The Harbsafe 2 project was launched to enhance the testability and quality of the entire IEC terminology corpus. Its core objective was to deliver a modern, web‑based database application that would allow standardisation experts to search, analyse and harmonise IEC terms in a user‑friendly way. The prototype, now available at http://e‑glossary.dke.de, was deployed in pilot settings and offers a low‑threshold interface for both specialists and the wider technical community. Three innovative automatic procedures were integrated into the system. HintAn supplies concrete harmonisation hints, flagging definitional inconsistencies both with respect to other entries and with respect to IEC directives and terminology standards. Bedeutungsspektren provides an overview of definition variants by sorting and grouping all entries that share a name, thereby revealing the breadth of definitional diversity. SemAn decomposes individual definitions into semantic components and presents them in a hierarchical layout, improving readability and facilitating quick comprehension. Together, these methods identify inconsistencies, give a clear picture of definitional variants, and break down the meaning of each definition into plausible components. In addition, the project developed quantitative metrics that capture the degree of harmonisation, enabling targeted and controllable harmonisation activities.
The technical backbone of Harbsafe 2 relies on a natural‑language‑processing pipeline that evaluates definitions, annotates word stems, parts of speech and grammatical dependency structures. For the detection of homonymous definitions, a state‑of‑the‑art machine‑learning model—Sentence‑BERT as described by Reimer & Gurevych—was employed. Semantic textual similarity (STS) is used to compare texts algorithmically, allowing the system to pre‑structure definitions that are semantically similar. The project processed approximately 64 000 term entries extracted from 3 000 current, digitally available IEC terminology parts. These entries comprise about 43 000 distinct names, of which roughly 40 % are defined differently across norms. More than 2 250 names have five or more distinct definitions, and 370 names have more than 15. Homonyms with the greatest definitional diversity include generic concepts such as “system”, “device”, “node” as well as specific terms like “rated current” and “rated voltage”. The high incidence of multiple definitions signals a strong need for harmonisation; many differences are purely syntactic, while others reflect domain‑specific usage or conceptual contradictions. The metrics developed by the team quantify these inconsistencies, providing a clear picture of where harmonisation efforts should be focused.

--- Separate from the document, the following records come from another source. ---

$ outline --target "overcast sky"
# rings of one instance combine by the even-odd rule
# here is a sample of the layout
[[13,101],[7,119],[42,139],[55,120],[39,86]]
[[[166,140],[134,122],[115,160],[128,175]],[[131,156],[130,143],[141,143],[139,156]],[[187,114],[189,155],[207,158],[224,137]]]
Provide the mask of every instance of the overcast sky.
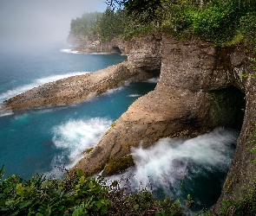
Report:
[[0,0],[2,41],[65,41],[72,18],[103,12],[105,0]]

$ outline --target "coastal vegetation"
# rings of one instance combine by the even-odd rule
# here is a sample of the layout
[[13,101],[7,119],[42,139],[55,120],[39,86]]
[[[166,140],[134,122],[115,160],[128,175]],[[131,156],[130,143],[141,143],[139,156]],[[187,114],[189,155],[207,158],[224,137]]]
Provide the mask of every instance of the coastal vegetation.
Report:
[[[115,36],[130,38],[138,34],[165,34],[177,40],[200,39],[216,46],[243,43],[256,52],[255,0],[154,0],[108,1],[108,7],[97,15],[89,30],[81,27],[84,14],[72,20],[70,32],[101,41]],[[81,29],[76,31],[75,29]]]
[[[63,180],[36,175],[24,181],[13,175],[0,182],[1,215],[185,215],[193,206],[188,195],[186,207],[171,197],[155,200],[141,188],[128,194],[119,182],[101,177],[85,177],[82,170],[69,172],[62,168]],[[0,170],[0,180],[3,175]]]
[[[70,34],[88,40],[109,41],[141,34],[163,34],[181,41],[204,40],[215,46],[242,44],[256,54],[255,0],[154,0],[108,1],[104,13],[85,13],[71,21]],[[255,59],[252,59],[253,63]],[[253,66],[254,67],[254,66]],[[115,127],[115,124],[112,124]],[[88,149],[88,153],[91,149]],[[133,164],[131,156],[109,162],[105,175]],[[107,167],[108,168],[108,167]],[[0,213],[3,215],[184,215],[187,206],[167,198],[155,200],[142,188],[129,194],[117,181],[85,177],[81,170],[65,171],[65,178],[36,175],[23,180],[14,175],[0,182]],[[0,171],[3,177],[3,167]],[[0,179],[1,179],[0,178]],[[232,182],[231,182],[232,183]],[[256,187],[242,200],[225,201],[220,215],[253,215]],[[208,214],[201,211],[201,214]]]

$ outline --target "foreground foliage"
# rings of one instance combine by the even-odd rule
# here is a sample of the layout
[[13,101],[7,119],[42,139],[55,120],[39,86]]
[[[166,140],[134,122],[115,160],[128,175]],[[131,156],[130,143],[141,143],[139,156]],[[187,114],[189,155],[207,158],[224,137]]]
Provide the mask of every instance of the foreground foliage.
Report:
[[[142,189],[129,194],[117,181],[106,183],[102,178],[86,178],[81,170],[60,179],[36,175],[28,181],[17,175],[0,182],[1,215],[185,215],[178,200],[155,200]],[[0,180],[3,167],[0,169]],[[194,201],[188,195],[187,207]]]
[[89,28],[85,19],[92,19],[88,15],[72,20],[70,32],[90,39],[94,35],[102,42],[115,36],[157,32],[216,46],[243,43],[256,53],[256,0],[108,0],[107,3],[108,9],[96,19],[95,14],[89,16],[94,18]]

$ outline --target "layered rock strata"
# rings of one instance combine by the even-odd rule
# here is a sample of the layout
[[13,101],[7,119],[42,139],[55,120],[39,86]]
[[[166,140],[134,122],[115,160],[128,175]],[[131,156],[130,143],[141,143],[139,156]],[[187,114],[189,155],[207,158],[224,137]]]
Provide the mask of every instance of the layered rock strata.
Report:
[[196,136],[218,126],[240,127],[243,80],[232,70],[228,52],[207,42],[164,37],[154,91],[138,98],[75,168],[89,175],[106,164],[109,169],[113,162],[116,167],[131,147],[147,147],[165,137]]
[[[78,103],[118,87],[125,81],[145,80],[159,76],[159,41],[148,36],[131,41],[128,49],[133,58],[128,56],[127,61],[92,73],[69,77],[35,87],[4,101],[1,109],[21,111]],[[154,67],[151,67],[152,64]]]
[[228,209],[223,201],[239,203],[240,200],[252,195],[256,182],[256,70],[253,70],[252,59],[246,56],[240,48],[234,48],[231,54],[231,61],[234,66],[234,71],[243,71],[244,73],[246,112],[234,158],[221,195],[212,210],[213,215],[220,215],[219,213],[223,208],[227,209],[226,215],[233,215],[233,208]]

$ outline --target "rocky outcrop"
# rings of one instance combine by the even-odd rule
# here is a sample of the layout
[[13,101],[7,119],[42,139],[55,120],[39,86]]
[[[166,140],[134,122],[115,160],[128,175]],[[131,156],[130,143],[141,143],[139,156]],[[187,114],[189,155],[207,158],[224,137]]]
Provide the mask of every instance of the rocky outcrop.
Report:
[[227,209],[226,215],[233,215],[233,209],[225,206],[223,200],[238,203],[239,200],[251,194],[252,188],[255,188],[256,165],[253,160],[256,159],[256,71],[252,67],[251,58],[246,57],[239,48],[234,48],[231,62],[235,72],[243,71],[244,73],[246,113],[233,161],[221,195],[212,210],[213,215],[219,215],[223,207]]
[[243,79],[232,68],[232,50],[164,37],[161,51],[154,91],[138,98],[75,168],[89,175],[113,161],[116,164],[134,146],[147,147],[164,137],[196,136],[217,126],[240,127]]
[[88,175],[102,169],[104,175],[113,174],[134,164],[131,147],[147,147],[164,137],[194,137],[217,126],[242,125],[213,213],[220,211],[222,200],[246,194],[255,182],[256,73],[242,47],[218,48],[205,41],[181,42],[154,35],[132,39],[125,46],[116,39],[111,46],[128,54],[128,60],[32,89],[7,100],[5,107],[21,110],[78,102],[125,80],[154,76],[161,68],[154,91],[139,98],[74,168]]
[[[130,41],[128,49],[133,58],[119,65],[79,76],[69,77],[33,88],[4,101],[1,109],[20,111],[49,105],[78,103],[91,98],[108,89],[115,88],[128,80],[145,80],[159,76],[161,67],[160,41],[151,40],[154,46],[145,46],[151,37],[141,38],[141,42]],[[116,43],[117,44],[117,43]],[[118,44],[117,44],[118,45]],[[145,46],[145,48],[143,48]],[[150,60],[148,60],[148,58]],[[154,67],[151,67],[154,63]]]

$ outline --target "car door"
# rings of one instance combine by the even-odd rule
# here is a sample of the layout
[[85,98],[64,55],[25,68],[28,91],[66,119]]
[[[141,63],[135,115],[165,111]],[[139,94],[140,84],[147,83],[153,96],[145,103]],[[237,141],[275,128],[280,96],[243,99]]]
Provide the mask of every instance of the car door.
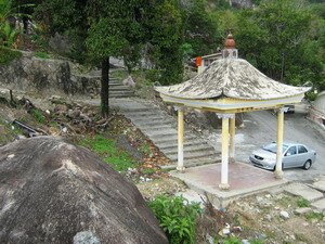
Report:
[[284,154],[283,157],[283,167],[291,168],[297,165],[297,146],[291,145]]
[[298,145],[298,156],[297,167],[303,166],[304,163],[310,159],[309,152],[303,145]]

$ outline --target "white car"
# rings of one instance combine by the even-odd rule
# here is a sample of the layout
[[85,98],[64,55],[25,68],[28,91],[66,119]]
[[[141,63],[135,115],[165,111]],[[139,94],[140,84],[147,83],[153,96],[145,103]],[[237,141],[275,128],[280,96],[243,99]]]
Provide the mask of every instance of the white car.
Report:
[[[276,150],[277,145],[273,142],[253,151],[249,160],[257,167],[275,170]],[[314,150],[299,143],[283,143],[283,168],[302,167],[307,170],[310,169],[315,159],[316,152]]]

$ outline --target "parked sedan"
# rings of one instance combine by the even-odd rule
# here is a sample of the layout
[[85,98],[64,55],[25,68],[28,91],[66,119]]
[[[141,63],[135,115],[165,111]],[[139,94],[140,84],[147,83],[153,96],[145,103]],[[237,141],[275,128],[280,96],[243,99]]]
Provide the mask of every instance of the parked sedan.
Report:
[[[273,142],[260,150],[253,151],[249,156],[250,162],[264,169],[275,170],[276,165],[276,143]],[[302,167],[310,169],[316,159],[316,152],[302,144],[283,143],[283,168]]]

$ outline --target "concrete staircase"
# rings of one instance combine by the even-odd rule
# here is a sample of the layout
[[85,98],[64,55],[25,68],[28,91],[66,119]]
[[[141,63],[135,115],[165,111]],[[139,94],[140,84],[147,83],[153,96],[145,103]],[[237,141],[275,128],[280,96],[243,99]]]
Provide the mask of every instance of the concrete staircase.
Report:
[[[171,159],[174,168],[178,160],[177,118],[168,115],[158,106],[140,99],[116,99],[110,104],[120,111],[139,128],[153,143]],[[186,127],[186,125],[185,125]],[[185,128],[184,132],[184,166],[193,167],[220,162],[220,153],[203,138]]]
[[135,97],[134,91],[123,86],[119,80],[109,78],[109,98],[132,98]]

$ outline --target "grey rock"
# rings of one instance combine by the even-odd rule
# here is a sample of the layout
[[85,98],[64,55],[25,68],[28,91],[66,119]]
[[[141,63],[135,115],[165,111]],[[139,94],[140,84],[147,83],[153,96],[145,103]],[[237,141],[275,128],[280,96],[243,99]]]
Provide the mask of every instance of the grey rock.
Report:
[[310,207],[300,207],[300,208],[295,209],[295,214],[296,215],[303,215],[303,214],[307,214],[312,209]]
[[280,213],[280,216],[283,218],[283,219],[288,219],[290,216],[289,216],[289,214],[287,213],[287,211],[284,211],[284,210],[282,210],[281,213]]
[[6,144],[0,179],[0,243],[168,243],[139,190],[87,149]]
[[325,198],[318,200],[311,204],[313,207],[317,208],[320,211],[325,210]]
[[265,215],[264,219],[271,222],[272,221],[272,216],[271,215]]
[[74,236],[74,244],[100,244],[100,240],[91,231],[78,232]]

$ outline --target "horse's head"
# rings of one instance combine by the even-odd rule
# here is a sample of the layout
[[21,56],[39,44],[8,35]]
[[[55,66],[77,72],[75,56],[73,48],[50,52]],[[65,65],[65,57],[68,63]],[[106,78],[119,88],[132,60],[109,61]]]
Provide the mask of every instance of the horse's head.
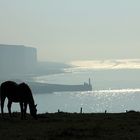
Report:
[[30,109],[30,113],[35,119],[37,119],[37,109],[36,109],[36,107],[37,107],[37,105],[33,105]]

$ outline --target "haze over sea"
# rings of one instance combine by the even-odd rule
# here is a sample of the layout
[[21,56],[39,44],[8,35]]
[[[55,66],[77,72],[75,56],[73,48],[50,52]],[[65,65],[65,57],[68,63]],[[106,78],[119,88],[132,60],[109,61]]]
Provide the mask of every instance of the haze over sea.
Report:
[[[140,59],[74,61],[65,73],[34,77],[52,84],[83,84],[91,79],[93,91],[35,94],[38,112],[140,111]],[[16,106],[15,104],[13,104]],[[13,108],[15,111],[19,106]]]
[[140,59],[74,61],[66,73],[35,77],[34,81],[83,84],[91,78],[93,91],[35,96],[39,112],[124,112],[140,110]]

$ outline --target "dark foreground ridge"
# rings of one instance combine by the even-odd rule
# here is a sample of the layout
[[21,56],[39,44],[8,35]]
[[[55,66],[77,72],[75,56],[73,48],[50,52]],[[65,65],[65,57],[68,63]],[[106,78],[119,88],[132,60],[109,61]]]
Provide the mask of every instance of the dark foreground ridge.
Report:
[[38,120],[19,113],[0,116],[1,140],[139,140],[140,113],[46,113]]

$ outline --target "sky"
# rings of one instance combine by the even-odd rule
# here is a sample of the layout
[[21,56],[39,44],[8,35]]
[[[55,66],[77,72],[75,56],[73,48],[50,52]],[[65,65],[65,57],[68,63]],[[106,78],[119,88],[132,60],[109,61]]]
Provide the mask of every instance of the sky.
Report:
[[0,0],[0,44],[40,61],[138,59],[139,0]]

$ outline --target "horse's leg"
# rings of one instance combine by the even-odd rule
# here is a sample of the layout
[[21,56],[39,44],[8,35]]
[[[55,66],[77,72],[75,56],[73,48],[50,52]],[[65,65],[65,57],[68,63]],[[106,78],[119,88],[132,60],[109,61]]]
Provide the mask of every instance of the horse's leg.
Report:
[[23,119],[23,103],[20,102],[21,119]]
[[12,115],[11,115],[11,105],[12,105],[12,102],[9,100],[8,104],[7,104],[7,107],[8,107],[10,117],[12,117]]
[[24,118],[26,118],[27,103],[24,103]]
[[1,96],[1,114],[2,114],[2,117],[3,117],[3,113],[4,113],[3,108],[4,108],[5,98],[6,98],[5,96]]

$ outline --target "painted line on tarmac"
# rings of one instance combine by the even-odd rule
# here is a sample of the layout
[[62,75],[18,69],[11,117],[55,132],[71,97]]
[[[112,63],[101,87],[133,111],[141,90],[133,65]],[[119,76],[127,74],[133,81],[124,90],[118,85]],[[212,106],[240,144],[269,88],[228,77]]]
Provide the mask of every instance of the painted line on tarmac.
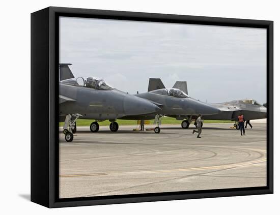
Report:
[[132,171],[132,172],[106,172],[106,173],[90,173],[90,174],[71,174],[71,175],[61,175],[60,177],[83,177],[83,176],[93,176],[99,175],[106,175],[108,174],[115,175],[115,174],[147,174],[147,173],[161,173],[166,172],[185,172],[190,171],[197,171],[197,170],[214,170],[214,169],[228,169],[230,168],[236,168],[236,167],[245,167],[247,166],[252,166],[258,165],[258,164],[262,162],[266,162],[266,158],[263,158],[255,161],[251,161],[249,162],[241,162],[236,164],[225,164],[223,165],[212,166],[209,167],[194,167],[190,168],[185,169],[175,169],[166,170],[151,170],[151,171]]

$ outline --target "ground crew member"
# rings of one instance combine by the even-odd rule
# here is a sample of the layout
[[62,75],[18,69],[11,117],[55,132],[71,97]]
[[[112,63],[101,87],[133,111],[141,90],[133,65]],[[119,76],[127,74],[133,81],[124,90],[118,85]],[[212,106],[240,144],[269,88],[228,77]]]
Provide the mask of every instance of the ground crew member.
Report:
[[245,135],[245,129],[244,128],[244,121],[245,121],[245,119],[244,118],[243,115],[242,115],[242,113],[240,113],[238,116],[238,121],[239,122],[239,129],[240,130],[241,136],[242,136],[242,132],[243,132],[243,134]]
[[143,119],[141,119],[140,121],[140,127],[141,127],[140,131],[144,130],[144,124],[145,124],[145,120]]
[[201,114],[200,113],[199,114],[198,118],[195,120],[195,122],[197,123],[197,128],[198,129],[198,130],[192,131],[192,134],[194,134],[194,132],[198,133],[198,136],[197,137],[198,138],[201,138],[201,137],[200,137],[200,135],[202,132],[201,126],[202,124],[202,119],[201,119]]
[[246,121],[246,125],[245,125],[245,128],[246,129],[247,128],[247,125],[249,125],[249,126],[250,126],[250,127],[251,127],[251,129],[252,129],[252,128],[253,127],[252,126],[252,125],[251,125],[251,124],[250,123],[250,120],[247,120],[247,121]]

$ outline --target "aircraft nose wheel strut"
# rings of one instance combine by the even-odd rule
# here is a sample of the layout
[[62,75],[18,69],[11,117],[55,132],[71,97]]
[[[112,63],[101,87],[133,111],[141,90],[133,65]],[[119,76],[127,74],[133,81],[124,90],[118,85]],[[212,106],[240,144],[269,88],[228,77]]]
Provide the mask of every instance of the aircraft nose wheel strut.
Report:
[[109,128],[110,128],[111,131],[116,132],[119,129],[119,124],[118,124],[118,123],[116,121],[112,121],[110,124]]
[[90,129],[92,132],[97,132],[99,130],[99,125],[97,121],[94,121],[91,124]]
[[69,114],[66,115],[63,126],[63,134],[65,135],[65,140],[67,142],[73,141],[74,139],[73,134],[76,133],[77,131],[76,121],[80,116],[82,116],[82,115],[78,113]]
[[154,124],[157,125],[157,126],[155,128],[154,131],[156,134],[159,134],[160,132],[160,128],[159,126],[161,125],[161,120],[164,115],[160,116],[159,114],[156,114],[155,116],[155,121]]

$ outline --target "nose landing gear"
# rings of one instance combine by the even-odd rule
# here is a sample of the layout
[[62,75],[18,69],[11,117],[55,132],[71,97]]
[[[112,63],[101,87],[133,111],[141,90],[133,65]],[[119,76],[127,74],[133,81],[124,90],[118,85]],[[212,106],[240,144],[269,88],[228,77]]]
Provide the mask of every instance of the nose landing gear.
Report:
[[118,124],[118,123],[116,121],[112,121],[110,124],[109,128],[110,128],[111,131],[115,132],[119,129],[119,124]]
[[65,140],[67,142],[72,142],[74,139],[73,134],[76,133],[77,127],[76,121],[82,115],[78,113],[67,114],[65,117],[64,126],[63,126],[63,134],[65,135]]
[[156,114],[155,116],[155,121],[154,121],[154,124],[157,125],[154,131],[156,134],[159,134],[160,132],[160,128],[159,126],[161,125],[161,120],[163,118],[164,115],[159,115],[159,114]]
[[92,132],[97,132],[99,130],[99,125],[97,121],[94,121],[92,122],[90,126],[90,129]]

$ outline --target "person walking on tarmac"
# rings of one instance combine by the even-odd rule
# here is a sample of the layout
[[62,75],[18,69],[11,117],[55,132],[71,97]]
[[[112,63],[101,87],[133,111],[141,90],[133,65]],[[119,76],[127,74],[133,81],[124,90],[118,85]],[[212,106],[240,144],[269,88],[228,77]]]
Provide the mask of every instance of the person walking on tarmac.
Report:
[[141,127],[140,131],[144,130],[144,124],[145,124],[145,120],[143,119],[141,119],[141,120],[140,121],[140,127]]
[[245,129],[244,128],[244,121],[245,121],[245,119],[244,118],[243,115],[242,115],[242,113],[240,113],[238,116],[238,121],[239,122],[239,129],[240,130],[241,136],[242,136],[242,132],[243,132],[243,134],[245,135]]
[[251,127],[251,129],[252,129],[252,128],[253,127],[252,126],[252,125],[251,125],[251,124],[250,123],[250,120],[246,120],[246,125],[245,125],[245,128],[246,129],[247,128],[247,125],[249,125],[249,126],[250,126],[250,127]]
[[198,138],[201,138],[201,137],[200,137],[200,135],[201,135],[202,132],[201,126],[202,124],[202,119],[201,119],[201,114],[200,113],[199,114],[198,118],[195,120],[195,122],[197,123],[197,128],[198,129],[198,130],[192,131],[192,134],[194,134],[194,132],[198,133],[198,136],[197,137]]

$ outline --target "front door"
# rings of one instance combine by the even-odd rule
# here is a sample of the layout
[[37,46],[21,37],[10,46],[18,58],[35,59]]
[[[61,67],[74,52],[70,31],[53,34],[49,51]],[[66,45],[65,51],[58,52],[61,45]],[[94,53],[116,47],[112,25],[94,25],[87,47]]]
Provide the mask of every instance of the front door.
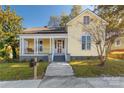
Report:
[[64,54],[64,40],[55,40],[55,53]]

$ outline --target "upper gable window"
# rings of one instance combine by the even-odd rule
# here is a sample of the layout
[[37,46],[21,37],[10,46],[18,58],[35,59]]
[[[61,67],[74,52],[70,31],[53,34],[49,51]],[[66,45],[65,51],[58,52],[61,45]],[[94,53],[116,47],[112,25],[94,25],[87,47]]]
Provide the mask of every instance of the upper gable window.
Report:
[[84,23],[85,25],[89,24],[89,23],[90,23],[90,17],[89,17],[89,16],[84,16],[83,23]]

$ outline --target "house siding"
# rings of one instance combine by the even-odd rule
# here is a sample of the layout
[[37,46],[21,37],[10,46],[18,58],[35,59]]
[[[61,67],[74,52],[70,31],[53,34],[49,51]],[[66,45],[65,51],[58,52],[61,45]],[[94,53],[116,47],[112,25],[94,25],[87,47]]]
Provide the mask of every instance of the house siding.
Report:
[[[83,23],[83,17],[89,16],[93,21],[95,20],[94,24],[99,24],[100,20],[96,18],[93,14],[89,13],[88,11],[80,15],[77,19],[73,20],[68,24],[68,53],[70,56],[98,56],[96,46],[91,41],[91,50],[82,50],[82,40],[81,37],[84,34],[83,27],[80,23]],[[104,42],[103,42],[104,43]]]
[[124,36],[121,36],[117,39],[120,40],[120,42],[121,42],[120,46],[116,46],[116,44],[114,42],[113,45],[112,45],[111,50],[121,50],[121,49],[124,50]]

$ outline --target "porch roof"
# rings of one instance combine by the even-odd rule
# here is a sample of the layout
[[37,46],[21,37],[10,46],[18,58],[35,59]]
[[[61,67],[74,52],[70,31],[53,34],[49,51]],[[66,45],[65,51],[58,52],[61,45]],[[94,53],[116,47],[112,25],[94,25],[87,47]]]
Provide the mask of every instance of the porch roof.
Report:
[[61,34],[67,33],[64,28],[60,27],[34,27],[22,31],[22,34]]

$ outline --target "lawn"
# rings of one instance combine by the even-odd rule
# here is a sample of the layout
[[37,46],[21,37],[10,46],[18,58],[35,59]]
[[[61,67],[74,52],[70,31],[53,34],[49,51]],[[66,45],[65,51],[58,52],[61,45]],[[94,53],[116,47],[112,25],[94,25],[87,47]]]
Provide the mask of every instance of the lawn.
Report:
[[[38,78],[42,78],[48,62],[39,62]],[[28,62],[23,63],[1,63],[0,80],[20,80],[33,79],[33,68],[29,67]]]
[[99,67],[98,64],[98,60],[70,62],[77,77],[124,76],[124,61],[122,60],[109,60],[103,67]]

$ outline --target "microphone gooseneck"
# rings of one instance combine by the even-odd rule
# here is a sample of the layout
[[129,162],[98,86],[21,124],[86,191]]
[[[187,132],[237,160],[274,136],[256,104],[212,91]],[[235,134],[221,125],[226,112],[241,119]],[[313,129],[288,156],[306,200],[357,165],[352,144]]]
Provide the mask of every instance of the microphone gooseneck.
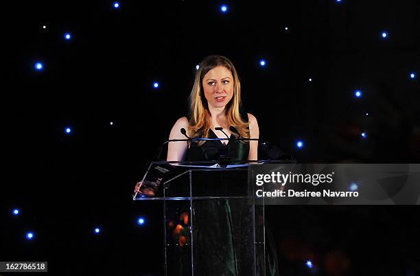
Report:
[[237,131],[237,129],[236,129],[236,127],[235,127],[233,125],[231,125],[229,127],[229,130],[231,132],[233,132],[235,134],[237,135],[237,137],[236,138],[237,139],[239,139],[241,137],[241,134],[239,133],[239,131]]
[[220,130],[220,131],[223,132],[223,134],[226,135],[226,137],[228,139],[229,139],[229,138],[230,138],[230,137],[229,137],[229,136],[228,136],[228,135],[226,134],[226,132],[224,132],[224,131],[223,131],[223,127],[215,127],[214,129],[215,129],[215,130]]

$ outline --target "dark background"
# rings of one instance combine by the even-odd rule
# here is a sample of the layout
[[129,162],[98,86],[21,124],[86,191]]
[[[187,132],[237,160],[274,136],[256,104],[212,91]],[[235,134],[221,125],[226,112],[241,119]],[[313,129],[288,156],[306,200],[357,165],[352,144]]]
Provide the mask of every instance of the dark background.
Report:
[[[62,275],[160,275],[161,208],[131,192],[210,54],[233,62],[261,138],[298,162],[420,160],[420,88],[409,78],[420,73],[419,1],[120,4],[3,6],[1,260],[47,260]],[[417,206],[268,206],[267,217],[283,275],[420,273]]]

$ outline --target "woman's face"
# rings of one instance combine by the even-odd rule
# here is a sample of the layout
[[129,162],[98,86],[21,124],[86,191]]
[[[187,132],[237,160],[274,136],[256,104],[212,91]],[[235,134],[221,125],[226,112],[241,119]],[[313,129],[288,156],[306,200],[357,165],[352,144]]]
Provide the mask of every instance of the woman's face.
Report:
[[205,97],[209,107],[223,108],[233,97],[233,77],[223,66],[210,70],[202,78]]

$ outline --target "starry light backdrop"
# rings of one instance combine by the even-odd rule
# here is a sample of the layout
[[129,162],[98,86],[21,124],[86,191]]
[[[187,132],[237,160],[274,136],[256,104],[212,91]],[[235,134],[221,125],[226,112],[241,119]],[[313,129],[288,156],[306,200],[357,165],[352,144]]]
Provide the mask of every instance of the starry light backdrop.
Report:
[[[4,7],[0,261],[161,275],[161,207],[131,192],[210,54],[235,65],[260,138],[298,162],[420,160],[419,1]],[[266,214],[282,275],[420,273],[415,206]]]

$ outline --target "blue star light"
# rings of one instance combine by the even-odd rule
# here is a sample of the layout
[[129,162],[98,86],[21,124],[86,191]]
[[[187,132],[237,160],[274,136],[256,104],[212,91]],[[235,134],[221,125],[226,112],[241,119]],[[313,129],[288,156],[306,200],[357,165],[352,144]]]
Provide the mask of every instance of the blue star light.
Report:
[[44,69],[44,64],[42,62],[35,62],[34,67],[37,71],[41,71]]
[[296,147],[297,147],[299,149],[301,149],[303,147],[303,141],[297,141],[296,142]]
[[32,233],[32,232],[27,232],[27,233],[26,234],[26,238],[27,238],[27,240],[32,240],[32,239],[33,239],[33,238],[34,238],[34,233]]
[[137,219],[137,224],[138,224],[139,225],[143,225],[144,224],[144,223],[145,223],[145,220],[144,220],[144,218],[143,218],[140,217],[140,218],[139,218]]

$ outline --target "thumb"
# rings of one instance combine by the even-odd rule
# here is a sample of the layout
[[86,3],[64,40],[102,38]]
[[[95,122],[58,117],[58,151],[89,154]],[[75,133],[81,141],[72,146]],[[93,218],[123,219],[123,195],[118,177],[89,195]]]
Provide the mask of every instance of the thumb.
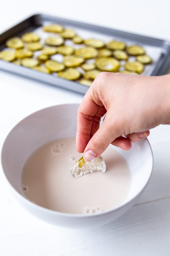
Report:
[[[84,157],[90,162],[100,156],[115,139],[120,136],[112,125],[112,116],[107,112],[101,125],[92,137],[84,151]],[[115,127],[116,128],[116,127]]]

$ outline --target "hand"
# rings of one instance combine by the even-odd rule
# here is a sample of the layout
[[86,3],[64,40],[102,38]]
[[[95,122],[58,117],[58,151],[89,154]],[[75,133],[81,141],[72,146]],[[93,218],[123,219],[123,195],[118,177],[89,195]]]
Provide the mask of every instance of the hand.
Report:
[[131,142],[147,137],[150,129],[169,122],[170,78],[100,73],[78,110],[77,151],[91,161],[110,143],[128,150]]

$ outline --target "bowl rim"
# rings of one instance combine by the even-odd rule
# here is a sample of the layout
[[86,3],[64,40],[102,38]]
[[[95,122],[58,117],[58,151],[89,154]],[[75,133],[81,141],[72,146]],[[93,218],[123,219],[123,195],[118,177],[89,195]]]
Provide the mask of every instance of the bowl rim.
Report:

The project ran from 1 October 2020 to 30 September 2022 and was funded by the German Federal Ministry for Economic Affairs and Energy under grant number 03TN0018A‑C. Harbsafe 2 was carried out by a consortium that included the Technical University of Braunschweig, the German Institute for Standardisation (DKE) and the IEC. TU Braunschweig led the development of the prototype and the NLP pipeline, DKE supplied the terminology data and facilitated integration into existing IEC workflows, while the IEC provided normative guidance and helped validate the harmonisation hints. Throughout the project, the consortium organised a series of workshops and presentations to disseminate findings and gather feedback from the standardisation community. The final report, dated 31 March 2023, documents the technical achievements, the quantitative assessment of harmonisation potential, and the collaborative framework that enabled the successful delivery of a practical tool for IEC terminology management.